CARMO
(Carmona) Sevilla, Spain.
Town in
Hispania Ulterior 33 km E of Seville. It belonged to the
territory of the Turduli and appears to have been a
municipium, appearing in Agrippa's account as oppidum
civium romanorum or latinorum. Variants of the name
Carmo appear (Caes.
BCiv. 2.19.4;
Strab. 3.141; Ptol.
2.4.10; App.
Hisp. 58;
Bello Alexandr. 57.2; 64.1;
Ant. It.
414.2;
Ravenna Cosmographer 315.5).
Carmo began to mint coins before 133 B.C., the obverse of the ass bearing the head of Mercury and of Mars
or Roma, and the reverse, the name of the mint between
two ears of corn; on later issues, smaller in size, the
reverse type is the same but the obverse bears the head
of Herakles. Surprisingly, while Caesar called it one of
the most important towns in Baetica, it is not mentioned
by Mela and Pliny. Its early remains are buried in the
area extending from the present Ayuntamiento to the
Plaza de Abastos, where there is a large dolmen. Some
graves from the Carthaginian period (ca. 5th c.

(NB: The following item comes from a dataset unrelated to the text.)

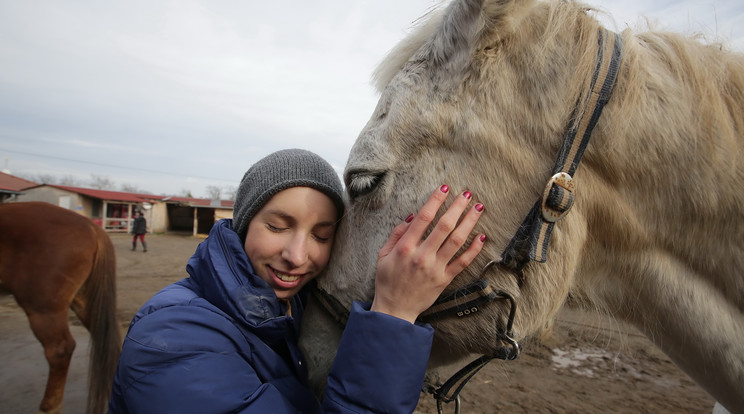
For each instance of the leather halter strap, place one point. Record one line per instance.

with rich grave goods, have been discovered. The name
of a certain Urbanibal, of Carthaginian descent, who
lived during the Roman period, is preserved on a funeral
urn discovered in the Roman cemetery and today in the
Carmona museum.
Remains of the Roman period include part of the wall
(the gates of Seville and Cordoba were modified in the
Arab and mediaeval periods), a large temple, the Roman
cemetery containing underground tombs such as those of
Servilia, Prepusa, Postumius, and the Elephant, and the
amphitheater, which is partly cut out of the rock and
dates from the last quarter of the 1st c. B.C. Portraits,
sculptures, and inscriptions have also been found in the
town and in the necropolis.
BIBLIOGRAPHY
J. Bonsor,
Memorias de la Sociedad
Arqueológica de Carmona (n.d.); J. D. de la Rada,
Necropolis de Carmona (1885); E. Bonsor,
An Archaeological Sketch-Book of the Roman Necropolis at Carmona (1931); J. Hernández Diaz et al.,
Catálogo arqueológico y artístico de la provincia de Sevilla (1943); C.
Fernández Chicarro,
Excavaciones del anfiteatro de Carmona (in preparation).